I ran one that has lasted quite a while. I didn't intend it as an evil campaign but my players are edgelords / randumbs and so it turned out that way. In the end though it ended up being one of my favorite campaigns because of the rollercoaster disaster of a plot.

The characters were:
>a psionics guy who did shapeshifting and summoning, was really into dinosaurs
>a sharpshooter / swashbuckler type with kleptomania and psychopathic urges
>(later on) a priest of war, a few other non-evil characters that ended up dying or leaving the group, finally replaced by a bandit who wanted to rack up as much notoriety as possible
>(much later) they met a witch who lived alone in the woods, who decided to travel with the party because she was bored. She was deluded in a similar way to the psionics guy, in that she didn't see non-plants as worth caring about, so she felt no guilt blowing them to pieces with her alchemical/botany fire magic.

The result was a weird campaign.
>quest to cure father of disease
>followed by characters fighting gnoll settlement
>followed by characters stealing airship from gnoll settlement after a wild wagon chase up the mountain
>followed by characters agreeing to help an anarchist overthrow the government in return for a better airship from the scrapyards he had control of
>followed by them killing him when he turned out to be a bigger dick than the original government
>followed by them going to investigate the "ancient evil" storyline, and one of them drinking a transformation potion for no good reason and dying
>followed by them waging war on orcs and gnolls back home, then waging war on the kingdom
>followed by psionics guy going back to his hometown with a dinosaur army and slaughtering half of them because they had killed his pet dinosaur when he was young
>followed by them going north to escape the entire nation's fleet after them, only to run into a former party member (PC turned NPC) who had been contracted to kill them
It's a great campaign.

Badly. They were supposed to be a gang of monsters partially running this dungeon full of a rare type of magical crystal, gathering minions, feeding off the crystal emanations, fighting adventurers, that kind of thing.

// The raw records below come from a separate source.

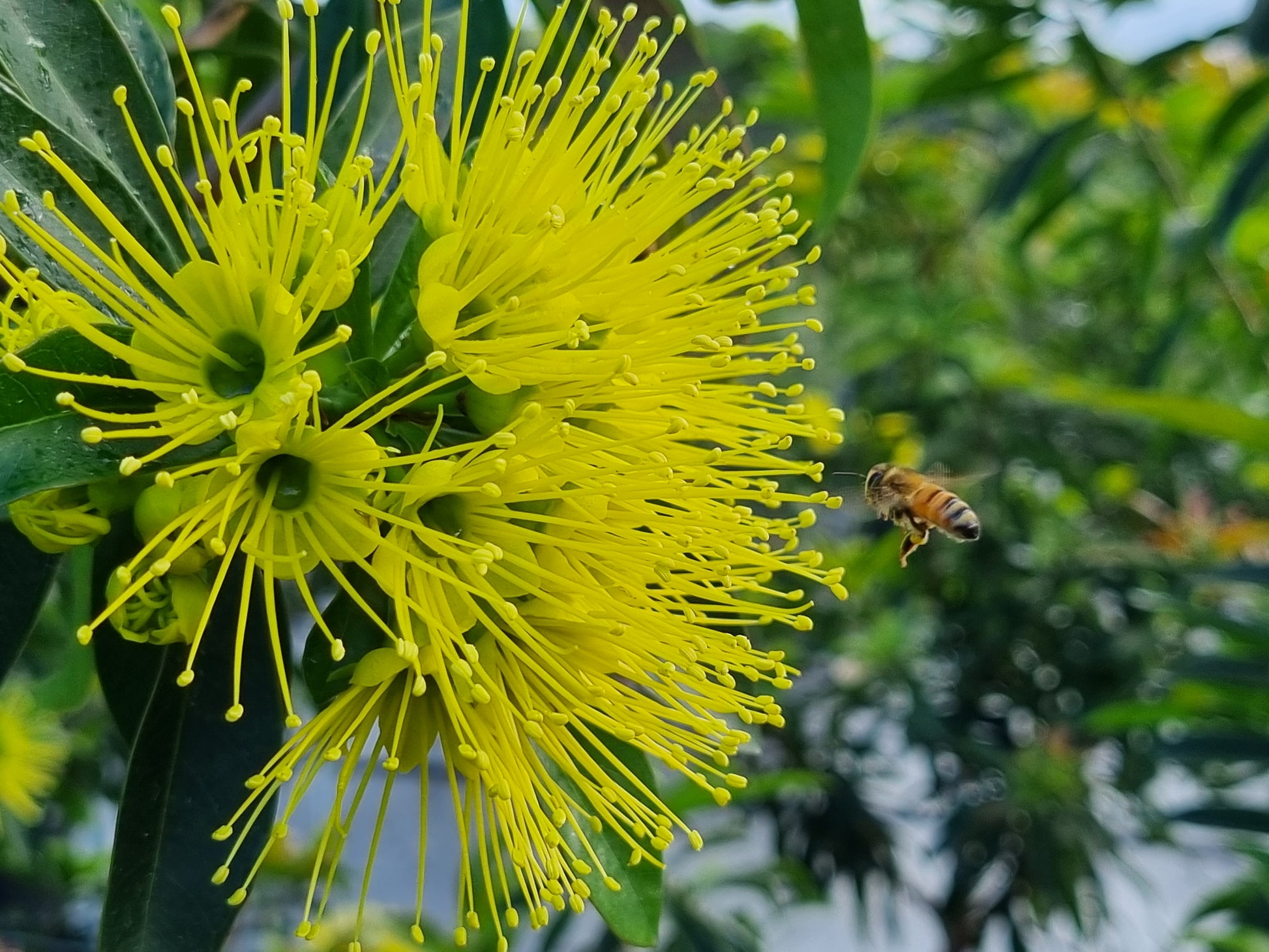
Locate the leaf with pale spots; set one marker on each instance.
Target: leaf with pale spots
(634, 913)
(839, 56)
(325, 676)
(41, 446)
(74, 95)
(186, 779)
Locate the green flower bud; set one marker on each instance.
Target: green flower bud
(59, 520)
(164, 611)
(155, 512)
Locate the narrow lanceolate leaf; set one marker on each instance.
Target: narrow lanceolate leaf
(150, 56)
(841, 63)
(40, 439)
(186, 779)
(634, 913)
(25, 574)
(68, 57)
(1230, 818)
(1245, 186)
(325, 677)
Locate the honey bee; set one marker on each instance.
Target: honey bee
(916, 504)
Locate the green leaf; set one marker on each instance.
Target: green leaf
(29, 177)
(1240, 104)
(126, 669)
(40, 441)
(399, 308)
(1230, 818)
(841, 61)
(68, 59)
(634, 913)
(325, 677)
(186, 779)
(25, 574)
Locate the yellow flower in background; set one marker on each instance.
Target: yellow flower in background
(32, 753)
(269, 245)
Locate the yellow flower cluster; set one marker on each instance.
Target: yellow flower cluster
(594, 501)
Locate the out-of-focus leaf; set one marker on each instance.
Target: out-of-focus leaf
(399, 309)
(1243, 102)
(1255, 28)
(1195, 415)
(186, 779)
(68, 59)
(1243, 188)
(841, 61)
(355, 312)
(25, 574)
(1211, 745)
(29, 177)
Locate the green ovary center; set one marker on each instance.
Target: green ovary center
(244, 370)
(445, 514)
(292, 477)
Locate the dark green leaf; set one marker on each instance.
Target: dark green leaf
(841, 61)
(186, 779)
(1023, 170)
(324, 676)
(1223, 670)
(1231, 818)
(355, 312)
(634, 913)
(68, 59)
(1217, 747)
(29, 177)
(40, 441)
(25, 574)
(1242, 103)
(763, 786)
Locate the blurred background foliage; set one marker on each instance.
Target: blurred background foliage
(1050, 275)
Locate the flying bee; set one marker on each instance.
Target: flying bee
(918, 504)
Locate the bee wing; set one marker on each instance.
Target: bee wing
(943, 476)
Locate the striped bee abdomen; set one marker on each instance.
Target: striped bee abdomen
(947, 512)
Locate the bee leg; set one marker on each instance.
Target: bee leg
(910, 544)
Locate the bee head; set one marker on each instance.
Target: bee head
(874, 475)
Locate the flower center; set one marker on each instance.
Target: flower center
(292, 477)
(445, 514)
(243, 372)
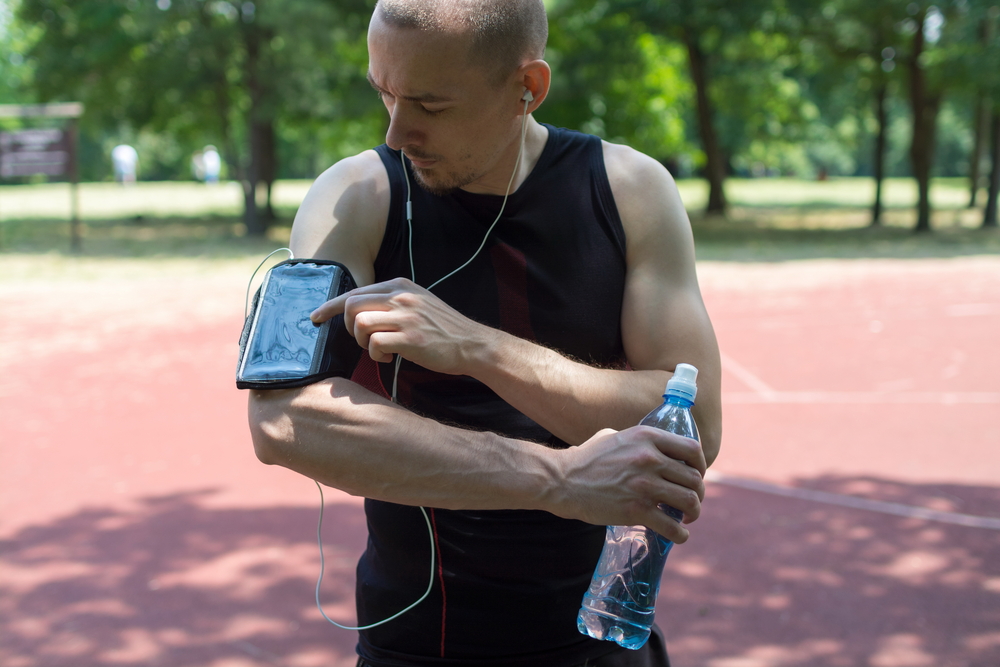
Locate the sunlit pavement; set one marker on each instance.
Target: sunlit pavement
(138, 528)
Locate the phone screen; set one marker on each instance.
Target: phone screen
(284, 343)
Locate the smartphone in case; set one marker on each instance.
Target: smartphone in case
(280, 346)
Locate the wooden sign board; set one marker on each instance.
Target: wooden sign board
(31, 152)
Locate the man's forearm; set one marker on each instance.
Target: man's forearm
(569, 399)
(573, 400)
(342, 435)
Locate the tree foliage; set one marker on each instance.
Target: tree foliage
(220, 71)
(756, 87)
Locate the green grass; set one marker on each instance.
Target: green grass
(769, 220)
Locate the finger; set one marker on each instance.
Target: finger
(367, 323)
(660, 523)
(679, 448)
(330, 309)
(338, 304)
(684, 476)
(366, 312)
(684, 500)
(383, 344)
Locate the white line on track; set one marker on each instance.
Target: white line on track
(762, 392)
(854, 502)
(859, 397)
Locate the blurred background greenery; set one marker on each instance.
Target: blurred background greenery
(777, 114)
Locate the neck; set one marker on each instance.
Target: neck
(496, 180)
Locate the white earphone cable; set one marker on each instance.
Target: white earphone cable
(395, 376)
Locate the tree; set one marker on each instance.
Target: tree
(219, 71)
(615, 80)
(861, 45)
(738, 58)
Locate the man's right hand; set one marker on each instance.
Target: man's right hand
(620, 477)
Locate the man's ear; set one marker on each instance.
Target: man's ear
(534, 77)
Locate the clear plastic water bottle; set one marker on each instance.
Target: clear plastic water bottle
(619, 605)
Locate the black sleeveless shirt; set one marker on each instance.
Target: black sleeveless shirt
(508, 584)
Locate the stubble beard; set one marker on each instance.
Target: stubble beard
(444, 185)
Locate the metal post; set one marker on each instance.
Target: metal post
(75, 243)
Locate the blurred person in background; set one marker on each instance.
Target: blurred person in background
(125, 160)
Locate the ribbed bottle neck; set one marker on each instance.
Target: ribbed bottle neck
(677, 399)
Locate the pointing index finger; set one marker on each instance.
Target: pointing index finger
(331, 308)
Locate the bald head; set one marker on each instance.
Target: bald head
(503, 34)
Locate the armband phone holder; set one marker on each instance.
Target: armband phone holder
(280, 346)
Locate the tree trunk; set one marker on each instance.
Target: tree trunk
(925, 109)
(715, 168)
(255, 224)
(268, 164)
(879, 165)
(980, 125)
(990, 214)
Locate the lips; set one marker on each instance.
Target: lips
(421, 163)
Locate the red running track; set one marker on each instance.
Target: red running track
(138, 528)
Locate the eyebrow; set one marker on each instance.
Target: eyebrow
(426, 97)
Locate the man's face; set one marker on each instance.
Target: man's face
(444, 115)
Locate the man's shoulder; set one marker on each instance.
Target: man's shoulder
(343, 216)
(632, 171)
(361, 169)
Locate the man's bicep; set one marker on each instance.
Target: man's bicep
(343, 216)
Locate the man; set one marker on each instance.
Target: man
(574, 299)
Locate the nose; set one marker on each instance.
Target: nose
(403, 130)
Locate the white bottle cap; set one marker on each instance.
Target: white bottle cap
(683, 383)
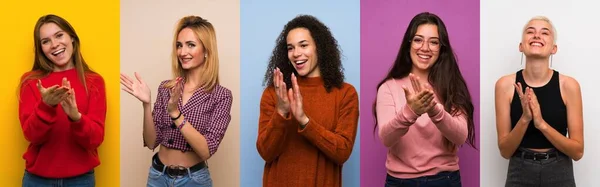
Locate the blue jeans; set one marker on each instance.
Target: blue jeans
(442, 179)
(200, 178)
(85, 180)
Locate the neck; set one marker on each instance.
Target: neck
(192, 77)
(422, 74)
(537, 70)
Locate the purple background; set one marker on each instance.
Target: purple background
(383, 23)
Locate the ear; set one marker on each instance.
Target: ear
(520, 47)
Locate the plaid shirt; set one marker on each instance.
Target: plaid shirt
(209, 114)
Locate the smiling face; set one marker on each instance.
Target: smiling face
(190, 50)
(57, 46)
(425, 47)
(538, 39)
(302, 52)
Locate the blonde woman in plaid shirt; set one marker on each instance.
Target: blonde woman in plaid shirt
(191, 112)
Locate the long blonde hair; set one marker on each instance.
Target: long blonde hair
(204, 30)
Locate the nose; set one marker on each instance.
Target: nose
(425, 46)
(296, 53)
(181, 52)
(54, 43)
(536, 35)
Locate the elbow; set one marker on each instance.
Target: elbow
(505, 154)
(578, 155)
(263, 152)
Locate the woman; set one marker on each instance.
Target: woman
(306, 132)
(191, 112)
(424, 109)
(535, 109)
(63, 130)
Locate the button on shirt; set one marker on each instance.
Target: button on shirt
(207, 112)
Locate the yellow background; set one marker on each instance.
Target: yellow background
(97, 24)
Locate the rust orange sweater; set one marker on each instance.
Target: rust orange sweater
(312, 156)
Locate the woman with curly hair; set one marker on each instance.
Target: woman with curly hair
(306, 132)
(424, 109)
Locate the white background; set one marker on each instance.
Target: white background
(578, 43)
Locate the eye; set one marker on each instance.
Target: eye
(417, 40)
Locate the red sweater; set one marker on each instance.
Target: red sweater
(59, 147)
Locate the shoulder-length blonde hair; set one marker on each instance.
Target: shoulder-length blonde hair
(204, 30)
(42, 66)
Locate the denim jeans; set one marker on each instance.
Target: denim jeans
(442, 179)
(200, 178)
(85, 180)
(556, 171)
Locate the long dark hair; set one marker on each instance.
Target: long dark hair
(444, 75)
(328, 53)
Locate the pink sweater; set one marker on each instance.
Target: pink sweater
(415, 143)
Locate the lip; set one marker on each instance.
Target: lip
(536, 44)
(185, 60)
(424, 58)
(58, 52)
(300, 63)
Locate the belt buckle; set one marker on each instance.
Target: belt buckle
(546, 156)
(171, 171)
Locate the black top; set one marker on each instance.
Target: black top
(552, 107)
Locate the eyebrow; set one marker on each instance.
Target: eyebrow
(187, 42)
(52, 35)
(424, 36)
(541, 29)
(303, 41)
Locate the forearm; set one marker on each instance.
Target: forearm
(196, 140)
(510, 143)
(149, 129)
(570, 147)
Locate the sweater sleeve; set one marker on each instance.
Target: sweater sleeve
(271, 127)
(452, 127)
(36, 116)
(336, 144)
(89, 130)
(393, 121)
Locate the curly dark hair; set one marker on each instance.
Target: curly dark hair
(328, 53)
(444, 75)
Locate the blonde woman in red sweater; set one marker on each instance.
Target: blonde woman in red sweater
(62, 108)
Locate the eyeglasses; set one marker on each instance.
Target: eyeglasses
(433, 44)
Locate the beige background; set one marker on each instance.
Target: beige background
(146, 35)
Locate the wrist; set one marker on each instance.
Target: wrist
(175, 115)
(283, 113)
(304, 121)
(75, 117)
(525, 119)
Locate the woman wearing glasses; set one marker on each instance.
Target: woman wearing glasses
(423, 108)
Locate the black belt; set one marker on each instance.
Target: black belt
(174, 171)
(536, 156)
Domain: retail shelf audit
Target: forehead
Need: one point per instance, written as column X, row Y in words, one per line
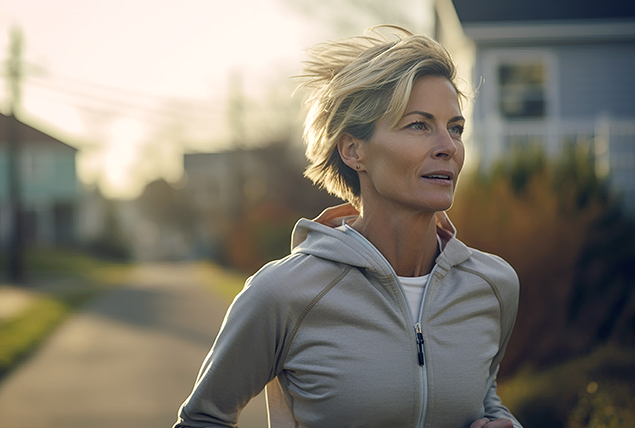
column 434, row 94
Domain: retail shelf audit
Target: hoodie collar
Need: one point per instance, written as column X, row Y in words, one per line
column 323, row 238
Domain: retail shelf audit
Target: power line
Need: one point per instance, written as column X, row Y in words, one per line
column 83, row 101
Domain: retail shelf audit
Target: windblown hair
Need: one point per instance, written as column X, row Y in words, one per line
column 355, row 82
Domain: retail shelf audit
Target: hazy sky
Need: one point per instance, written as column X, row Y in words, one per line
column 106, row 75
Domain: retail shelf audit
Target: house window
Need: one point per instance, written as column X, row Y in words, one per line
column 522, row 90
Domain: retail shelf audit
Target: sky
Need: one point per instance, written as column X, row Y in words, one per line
column 134, row 84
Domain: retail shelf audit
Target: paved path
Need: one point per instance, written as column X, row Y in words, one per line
column 128, row 359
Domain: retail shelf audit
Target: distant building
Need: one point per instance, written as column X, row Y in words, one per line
column 227, row 187
column 49, row 187
column 549, row 73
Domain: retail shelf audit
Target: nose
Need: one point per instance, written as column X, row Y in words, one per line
column 445, row 146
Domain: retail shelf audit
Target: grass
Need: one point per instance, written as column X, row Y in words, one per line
column 60, row 281
column 595, row 391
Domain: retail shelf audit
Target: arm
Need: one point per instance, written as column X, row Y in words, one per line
column 239, row 365
column 508, row 294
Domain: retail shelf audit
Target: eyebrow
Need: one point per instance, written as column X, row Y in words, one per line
column 431, row 116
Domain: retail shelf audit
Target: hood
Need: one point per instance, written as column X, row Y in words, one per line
column 327, row 237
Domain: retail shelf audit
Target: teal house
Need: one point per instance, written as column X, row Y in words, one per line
column 49, row 187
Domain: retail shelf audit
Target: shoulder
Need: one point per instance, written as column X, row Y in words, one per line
column 496, row 271
column 293, row 279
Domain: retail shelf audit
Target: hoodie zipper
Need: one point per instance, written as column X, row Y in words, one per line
column 421, row 352
column 419, row 341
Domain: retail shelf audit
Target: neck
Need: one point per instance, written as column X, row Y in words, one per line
column 407, row 240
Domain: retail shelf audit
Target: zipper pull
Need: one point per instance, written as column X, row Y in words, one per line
column 419, row 343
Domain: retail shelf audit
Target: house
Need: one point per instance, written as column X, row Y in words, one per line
column 548, row 73
column 50, row 191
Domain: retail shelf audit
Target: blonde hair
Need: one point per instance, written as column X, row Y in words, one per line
column 355, row 82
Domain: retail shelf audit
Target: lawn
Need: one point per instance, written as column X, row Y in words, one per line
column 594, row 391
column 57, row 283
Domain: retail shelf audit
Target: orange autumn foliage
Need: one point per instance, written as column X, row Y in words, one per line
column 538, row 216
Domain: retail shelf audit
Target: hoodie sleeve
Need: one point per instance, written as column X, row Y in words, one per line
column 241, row 362
column 508, row 294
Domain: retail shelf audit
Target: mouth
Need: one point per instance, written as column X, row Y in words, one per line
column 444, row 177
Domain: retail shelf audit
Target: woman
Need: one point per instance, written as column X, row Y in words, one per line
column 379, row 317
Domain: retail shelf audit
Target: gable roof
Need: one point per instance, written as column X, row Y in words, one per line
column 481, row 11
column 28, row 134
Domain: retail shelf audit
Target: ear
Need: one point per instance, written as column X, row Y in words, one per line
column 351, row 152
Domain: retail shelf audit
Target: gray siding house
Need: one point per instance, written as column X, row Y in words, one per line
column 549, row 73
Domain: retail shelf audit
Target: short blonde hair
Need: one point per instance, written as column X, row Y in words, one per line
column 355, row 82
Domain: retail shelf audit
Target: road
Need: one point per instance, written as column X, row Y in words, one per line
column 127, row 359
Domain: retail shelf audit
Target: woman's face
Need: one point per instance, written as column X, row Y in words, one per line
column 416, row 164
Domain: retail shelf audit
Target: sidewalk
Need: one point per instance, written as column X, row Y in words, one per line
column 128, row 359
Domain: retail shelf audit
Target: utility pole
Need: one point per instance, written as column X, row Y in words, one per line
column 14, row 74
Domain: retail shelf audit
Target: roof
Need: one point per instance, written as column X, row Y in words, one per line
column 471, row 12
column 28, row 133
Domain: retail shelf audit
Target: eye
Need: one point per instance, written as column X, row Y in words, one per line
column 456, row 130
column 419, row 125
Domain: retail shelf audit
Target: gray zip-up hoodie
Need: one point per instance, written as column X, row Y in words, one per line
column 329, row 332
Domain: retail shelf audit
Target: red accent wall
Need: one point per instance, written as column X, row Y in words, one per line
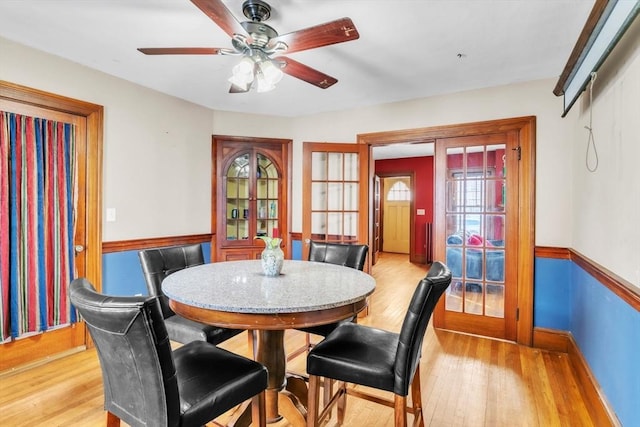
column 422, row 169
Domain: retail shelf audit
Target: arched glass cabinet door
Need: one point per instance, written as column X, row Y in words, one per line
column 267, row 197
column 238, row 207
column 252, row 183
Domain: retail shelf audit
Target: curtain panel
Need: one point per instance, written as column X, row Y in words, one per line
column 37, row 187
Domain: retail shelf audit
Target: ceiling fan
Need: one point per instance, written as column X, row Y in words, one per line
column 262, row 47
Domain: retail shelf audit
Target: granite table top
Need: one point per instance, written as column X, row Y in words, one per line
column 241, row 287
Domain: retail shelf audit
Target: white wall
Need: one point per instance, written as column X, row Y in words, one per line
column 156, row 147
column 553, row 167
column 157, row 150
column 606, row 210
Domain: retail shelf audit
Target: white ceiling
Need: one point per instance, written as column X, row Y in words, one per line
column 407, row 48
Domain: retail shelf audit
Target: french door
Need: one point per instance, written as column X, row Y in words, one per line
column 335, row 193
column 477, row 237
column 87, row 121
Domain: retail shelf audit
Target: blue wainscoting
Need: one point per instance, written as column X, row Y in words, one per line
column 567, row 298
column 604, row 326
column 552, row 292
column 122, row 274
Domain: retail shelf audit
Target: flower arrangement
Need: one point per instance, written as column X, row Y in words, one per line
column 270, row 242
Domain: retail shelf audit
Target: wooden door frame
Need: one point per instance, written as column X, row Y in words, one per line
column 17, row 352
column 412, row 209
column 526, row 128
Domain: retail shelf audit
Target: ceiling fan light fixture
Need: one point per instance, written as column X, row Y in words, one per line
column 242, row 73
column 270, row 71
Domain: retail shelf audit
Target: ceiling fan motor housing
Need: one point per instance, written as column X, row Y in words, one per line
column 256, row 10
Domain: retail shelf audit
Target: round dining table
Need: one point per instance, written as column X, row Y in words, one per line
column 237, row 294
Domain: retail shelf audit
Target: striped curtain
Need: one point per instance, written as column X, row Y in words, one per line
column 37, row 186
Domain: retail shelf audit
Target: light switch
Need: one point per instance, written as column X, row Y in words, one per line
column 111, row 215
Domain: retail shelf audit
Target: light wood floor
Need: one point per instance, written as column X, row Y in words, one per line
column 466, row 380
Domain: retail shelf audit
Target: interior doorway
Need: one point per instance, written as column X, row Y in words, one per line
column 396, row 214
column 523, row 128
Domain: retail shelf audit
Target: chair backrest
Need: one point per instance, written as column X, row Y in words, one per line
column 343, row 254
column 159, row 263
column 414, row 326
column 138, row 372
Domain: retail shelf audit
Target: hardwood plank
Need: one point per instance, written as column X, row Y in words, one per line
column 466, row 380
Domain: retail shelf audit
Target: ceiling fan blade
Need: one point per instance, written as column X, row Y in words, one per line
column 338, row 31
column 180, row 50
column 306, row 73
column 218, row 13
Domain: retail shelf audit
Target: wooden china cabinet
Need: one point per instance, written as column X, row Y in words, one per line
column 249, row 195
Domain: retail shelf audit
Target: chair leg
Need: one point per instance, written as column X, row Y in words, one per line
column 342, row 403
column 112, row 420
column 327, row 385
column 416, row 399
column 252, row 343
column 313, row 401
column 400, row 410
column 258, row 411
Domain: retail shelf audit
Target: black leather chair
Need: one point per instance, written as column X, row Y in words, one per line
column 347, row 255
column 148, row 384
column 376, row 358
column 158, row 264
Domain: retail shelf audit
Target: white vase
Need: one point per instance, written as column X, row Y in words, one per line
column 272, row 260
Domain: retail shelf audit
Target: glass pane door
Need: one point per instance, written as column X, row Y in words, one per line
column 335, row 178
column 475, row 227
column 476, row 234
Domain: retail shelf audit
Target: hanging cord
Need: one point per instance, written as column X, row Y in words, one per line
column 591, row 140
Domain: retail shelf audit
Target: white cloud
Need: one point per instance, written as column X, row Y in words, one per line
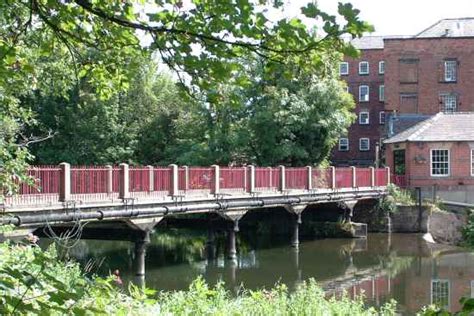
column 404, row 17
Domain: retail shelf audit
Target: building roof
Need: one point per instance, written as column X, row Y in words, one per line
column 403, row 121
column 440, row 127
column 372, row 42
column 459, row 27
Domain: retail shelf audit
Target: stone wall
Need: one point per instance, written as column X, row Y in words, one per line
column 446, row 227
column 407, row 220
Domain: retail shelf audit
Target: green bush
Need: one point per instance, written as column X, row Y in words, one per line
column 395, row 196
column 34, row 282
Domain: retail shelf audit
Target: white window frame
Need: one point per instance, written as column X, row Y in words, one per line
column 381, row 67
column 472, row 162
column 360, row 143
column 360, row 93
column 339, row 145
column 382, row 114
column 448, row 162
column 340, row 67
column 368, row 118
column 450, row 75
column 360, row 68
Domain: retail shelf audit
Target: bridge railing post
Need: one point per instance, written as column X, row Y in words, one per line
column 309, row 183
column 354, row 177
column 270, row 172
column 282, row 184
column 151, row 179
column 372, row 176
column 174, row 178
column 215, row 185
column 109, row 180
column 251, row 179
column 186, row 178
column 64, row 182
column 387, row 169
column 124, row 181
column 333, row 177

It was almost immediately derailed by one player's abject stupidity, being unable to grasp that he failed an intimidate roll and another monster in this pit was asking for a bribe to allow him onto the NPC's territory. Every attempt to actually work out a monster hierarchy wasn't met so much with failure as it was of blank incomprehension. And then when they were attacked by adventurers or troops, they wondered why the (mostly semi-hostile) NPC monsters wouldn't make themselves disposable minions.

Fuck those guys, I'd love to play that.

...

We did the first, serve your dark lord, but it sometime ended up a bit railroading.

I ran a campaign that basically had the characters work as expies of Arthas and his lackeys throughout the WC3 storyline.

Basically one character was predestined for some special role and everyone else was their servant, but still retained their own will and autonomy, it's just that their ultimate goal was to deliver the not!Arthas to their destiny.

As usual, after 3 sessions one of the players suddenly declared their move to another country and we abandoned a really promising campaign right as the party began their grand plan to efficiently rally peasants from multiple villages into ancient magitek factory affectionally dubbed the Skeleton Transformer

We weren't evil, per se, we were just assholes.

>tricked the paladin into killing lawful good NPCs making him fall
Please tell me you're not the DM, because that's bullshit and not how falling works.